Virtually unheard of just a few short years ago, identity theft has become common enough that insurance companies, credit card companies and mortgage companies have begun offering coverage to protect consumers.
But how do you know who offers the best coverage for you?
First of all, you should compare deductibles. If the deductible is too high, the coverage may not be worth it, since the average identity theft victim spends about $800 in out of pocket expenses. Second, determine how the policy handles attorney's fees. If you are sued as a result of an identity theft, you'll want to be sure the policy you choose will cover those fees.

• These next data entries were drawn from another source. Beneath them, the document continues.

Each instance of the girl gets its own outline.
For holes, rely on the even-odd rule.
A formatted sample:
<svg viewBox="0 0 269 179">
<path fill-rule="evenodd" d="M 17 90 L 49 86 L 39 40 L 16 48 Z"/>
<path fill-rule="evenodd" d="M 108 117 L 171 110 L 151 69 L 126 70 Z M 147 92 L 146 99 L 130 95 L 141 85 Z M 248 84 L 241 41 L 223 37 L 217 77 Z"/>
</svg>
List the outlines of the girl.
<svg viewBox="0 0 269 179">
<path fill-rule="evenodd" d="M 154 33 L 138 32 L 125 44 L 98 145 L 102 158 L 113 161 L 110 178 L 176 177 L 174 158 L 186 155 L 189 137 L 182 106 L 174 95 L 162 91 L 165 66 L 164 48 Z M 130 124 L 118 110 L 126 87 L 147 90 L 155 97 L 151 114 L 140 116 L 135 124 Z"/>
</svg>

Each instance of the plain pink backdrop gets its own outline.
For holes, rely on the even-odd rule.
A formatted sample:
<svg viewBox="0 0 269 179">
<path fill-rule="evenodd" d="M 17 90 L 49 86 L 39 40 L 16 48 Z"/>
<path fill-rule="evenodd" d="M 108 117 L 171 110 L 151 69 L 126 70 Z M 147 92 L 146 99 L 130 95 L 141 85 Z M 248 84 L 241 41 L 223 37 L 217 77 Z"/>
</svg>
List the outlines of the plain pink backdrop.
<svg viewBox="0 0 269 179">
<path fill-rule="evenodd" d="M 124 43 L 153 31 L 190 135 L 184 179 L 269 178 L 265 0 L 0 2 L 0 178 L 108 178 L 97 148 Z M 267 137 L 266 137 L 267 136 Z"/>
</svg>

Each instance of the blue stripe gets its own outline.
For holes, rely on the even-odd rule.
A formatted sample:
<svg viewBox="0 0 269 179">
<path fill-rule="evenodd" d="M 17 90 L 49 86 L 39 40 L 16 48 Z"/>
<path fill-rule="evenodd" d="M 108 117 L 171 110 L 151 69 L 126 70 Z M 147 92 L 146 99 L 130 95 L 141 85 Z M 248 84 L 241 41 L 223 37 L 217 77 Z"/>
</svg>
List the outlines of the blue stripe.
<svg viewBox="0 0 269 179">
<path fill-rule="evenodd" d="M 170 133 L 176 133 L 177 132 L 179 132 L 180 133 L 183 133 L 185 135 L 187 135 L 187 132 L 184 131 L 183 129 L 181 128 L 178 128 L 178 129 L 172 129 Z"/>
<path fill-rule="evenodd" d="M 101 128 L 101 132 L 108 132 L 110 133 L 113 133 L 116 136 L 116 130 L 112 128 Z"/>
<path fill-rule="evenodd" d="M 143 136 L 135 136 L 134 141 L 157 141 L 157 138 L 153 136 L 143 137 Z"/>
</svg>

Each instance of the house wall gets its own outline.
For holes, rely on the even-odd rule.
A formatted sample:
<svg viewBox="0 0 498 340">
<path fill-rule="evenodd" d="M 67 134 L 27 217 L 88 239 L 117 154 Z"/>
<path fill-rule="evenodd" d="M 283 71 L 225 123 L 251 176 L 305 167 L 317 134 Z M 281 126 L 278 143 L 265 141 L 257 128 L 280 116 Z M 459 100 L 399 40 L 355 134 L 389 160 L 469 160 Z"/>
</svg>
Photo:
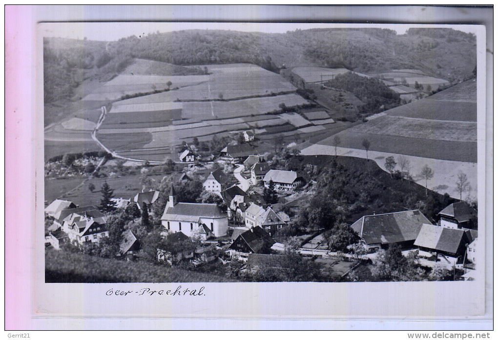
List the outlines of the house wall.
<svg viewBox="0 0 498 340">
<path fill-rule="evenodd" d="M 218 237 L 227 234 L 227 230 L 228 229 L 228 217 L 210 218 L 201 217 L 199 218 L 199 219 L 200 222 L 208 226 L 208 228 L 210 230 L 212 228 L 211 224 L 212 223 L 213 233 L 214 234 L 215 236 Z M 198 222 L 189 221 L 163 220 L 161 221 L 161 223 L 164 227 L 165 231 L 167 231 L 173 233 L 181 231 L 189 237 L 194 236 L 199 228 Z"/>
<path fill-rule="evenodd" d="M 202 184 L 207 191 L 221 192 L 221 184 L 216 179 L 206 179 Z"/>
<path fill-rule="evenodd" d="M 455 220 L 452 220 L 447 217 L 441 217 L 440 223 L 441 226 L 443 228 L 458 229 L 458 223 Z"/>
</svg>

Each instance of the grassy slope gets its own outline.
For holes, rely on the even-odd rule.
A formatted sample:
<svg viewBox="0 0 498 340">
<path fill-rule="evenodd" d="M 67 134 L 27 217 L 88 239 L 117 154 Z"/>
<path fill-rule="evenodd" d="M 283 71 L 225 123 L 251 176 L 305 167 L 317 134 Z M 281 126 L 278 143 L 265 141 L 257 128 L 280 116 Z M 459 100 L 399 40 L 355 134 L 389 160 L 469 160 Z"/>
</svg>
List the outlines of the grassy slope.
<svg viewBox="0 0 498 340">
<path fill-rule="evenodd" d="M 45 252 L 45 282 L 230 282 L 227 278 L 143 262 L 125 262 L 63 251 Z"/>
</svg>

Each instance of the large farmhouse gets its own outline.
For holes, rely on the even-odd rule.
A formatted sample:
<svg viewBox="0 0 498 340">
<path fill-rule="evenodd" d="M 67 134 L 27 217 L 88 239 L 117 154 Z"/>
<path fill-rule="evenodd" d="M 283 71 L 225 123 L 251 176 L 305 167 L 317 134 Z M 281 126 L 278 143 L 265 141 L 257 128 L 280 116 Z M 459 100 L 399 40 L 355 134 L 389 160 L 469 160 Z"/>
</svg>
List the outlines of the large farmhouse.
<svg viewBox="0 0 498 340">
<path fill-rule="evenodd" d="M 302 185 L 303 177 L 294 171 L 270 170 L 263 178 L 264 186 L 268 187 L 270 181 L 275 183 L 275 189 L 280 191 L 291 192 Z"/>
<path fill-rule="evenodd" d="M 188 236 L 205 233 L 207 227 L 215 237 L 227 234 L 227 213 L 214 204 L 177 203 L 175 189 L 172 186 L 169 199 L 161 217 L 164 234 L 181 231 Z"/>
<path fill-rule="evenodd" d="M 424 224 L 415 240 L 419 255 L 431 258 L 442 255 L 452 264 L 465 255 L 470 243 L 465 230 Z"/>
<path fill-rule="evenodd" d="M 209 174 L 202 185 L 207 191 L 220 193 L 228 180 L 228 178 L 223 170 L 218 169 Z"/>
<path fill-rule="evenodd" d="M 472 225 L 472 219 L 477 216 L 477 212 L 466 202 L 457 202 L 450 204 L 438 214 L 440 224 L 445 228 L 469 229 L 476 228 Z"/>
<path fill-rule="evenodd" d="M 249 144 L 237 144 L 227 146 L 221 151 L 220 157 L 231 161 L 243 162 L 255 153 L 254 150 Z"/>
<path fill-rule="evenodd" d="M 351 227 L 370 250 L 397 244 L 409 248 L 424 223 L 430 221 L 418 210 L 364 216 Z"/>
</svg>

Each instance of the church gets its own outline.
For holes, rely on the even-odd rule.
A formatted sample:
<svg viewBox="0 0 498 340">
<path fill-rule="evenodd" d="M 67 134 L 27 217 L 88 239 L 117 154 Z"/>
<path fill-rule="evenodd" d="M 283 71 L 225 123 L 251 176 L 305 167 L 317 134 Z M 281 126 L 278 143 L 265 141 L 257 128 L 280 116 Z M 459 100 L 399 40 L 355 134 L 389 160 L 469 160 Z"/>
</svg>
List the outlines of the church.
<svg viewBox="0 0 498 340">
<path fill-rule="evenodd" d="M 171 186 L 169 197 L 161 217 L 163 233 L 181 231 L 187 236 L 202 236 L 209 229 L 215 237 L 227 234 L 228 217 L 215 204 L 177 202 Z"/>
</svg>

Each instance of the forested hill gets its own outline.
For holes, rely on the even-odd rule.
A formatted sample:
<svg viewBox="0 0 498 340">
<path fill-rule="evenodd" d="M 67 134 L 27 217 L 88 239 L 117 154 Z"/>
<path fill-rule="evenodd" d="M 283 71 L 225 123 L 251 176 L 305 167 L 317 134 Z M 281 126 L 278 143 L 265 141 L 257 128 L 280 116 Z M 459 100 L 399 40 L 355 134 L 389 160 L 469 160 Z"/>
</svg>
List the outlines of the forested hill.
<svg viewBox="0 0 498 340">
<path fill-rule="evenodd" d="M 265 68 L 315 65 L 363 73 L 414 68 L 448 80 L 472 74 L 476 37 L 452 29 L 313 29 L 284 34 L 192 30 L 110 43 L 113 55 L 177 65 L 249 62 Z"/>
<path fill-rule="evenodd" d="M 285 64 L 346 67 L 362 73 L 416 69 L 450 81 L 472 76 L 476 63 L 476 37 L 446 28 L 411 28 L 406 34 L 379 28 L 297 29 L 285 33 L 189 30 L 133 36 L 109 42 L 44 40 L 46 100 L 66 93 L 58 84 L 85 78 L 109 80 L 134 58 L 178 65 L 247 62 L 274 72 Z M 51 79 L 53 77 L 53 79 Z M 60 81 L 54 80 L 59 79 Z M 52 83 L 55 82 L 55 84 Z M 74 85 L 74 84 L 73 84 Z"/>
</svg>

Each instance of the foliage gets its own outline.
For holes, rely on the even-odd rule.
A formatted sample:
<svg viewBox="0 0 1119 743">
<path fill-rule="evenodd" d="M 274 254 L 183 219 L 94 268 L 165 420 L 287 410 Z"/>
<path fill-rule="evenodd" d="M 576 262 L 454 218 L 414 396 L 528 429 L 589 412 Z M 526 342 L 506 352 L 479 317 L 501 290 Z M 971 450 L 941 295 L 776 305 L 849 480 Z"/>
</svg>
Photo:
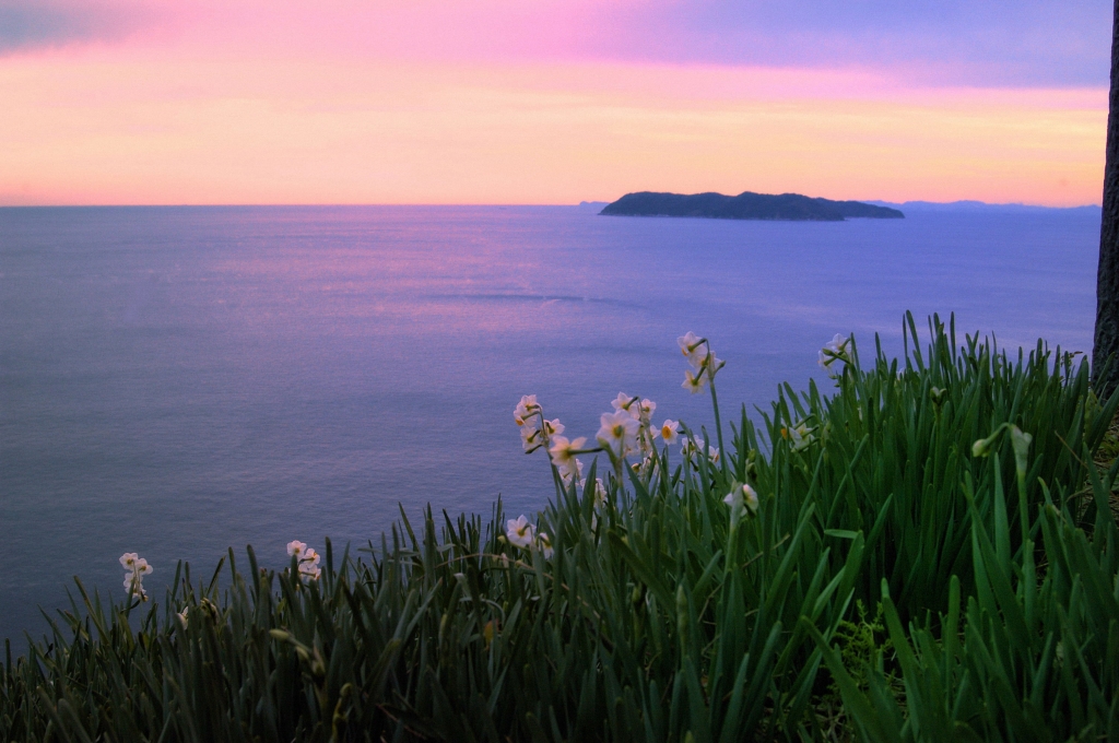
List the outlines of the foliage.
<svg viewBox="0 0 1119 743">
<path fill-rule="evenodd" d="M 760 426 L 743 408 L 730 451 L 718 426 L 633 468 L 623 435 L 602 490 L 594 464 L 585 485 L 553 468 L 547 543 L 510 539 L 530 533 L 507 535 L 498 502 L 429 509 L 419 532 L 402 511 L 359 557 L 328 544 L 316 576 L 250 549 L 208 582 L 180 566 L 161 605 L 79 583 L 49 638 L 9 650 L 0 739 L 1115 734 L 1117 472 L 1091 457 L 1119 396 L 1041 342 L 1010 359 L 935 319 L 923 350 L 904 329 L 904 359 L 878 347 L 866 369 L 834 341 L 834 394 L 786 385 Z M 713 397 L 715 361 L 694 365 Z"/>
</svg>

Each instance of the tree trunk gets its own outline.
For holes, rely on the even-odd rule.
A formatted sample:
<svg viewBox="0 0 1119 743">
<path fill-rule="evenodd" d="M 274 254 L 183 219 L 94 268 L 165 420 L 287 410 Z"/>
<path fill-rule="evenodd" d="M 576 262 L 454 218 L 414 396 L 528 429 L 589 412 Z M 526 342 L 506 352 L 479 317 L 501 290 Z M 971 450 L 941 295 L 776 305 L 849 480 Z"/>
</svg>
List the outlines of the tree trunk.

Check to see if the policies cover denied credit. All too often, consumers don't know they've become identity theft victims until they apply for credit and are turned down. You should know how your policy would respond to reapplying for credit in addition to removing negative items from your credit report.
Take a look at how the policy handles lost wages. Most people spend an average of 175 hours to correct problems associated with identity theft. Chances are, you'll have to take some time off from your job to deal with this problem.
Last of all, analyze the premiums. If all of the coverages for each policy are identical, then it may just simply come down to purchasing the coverage that's the cheapest.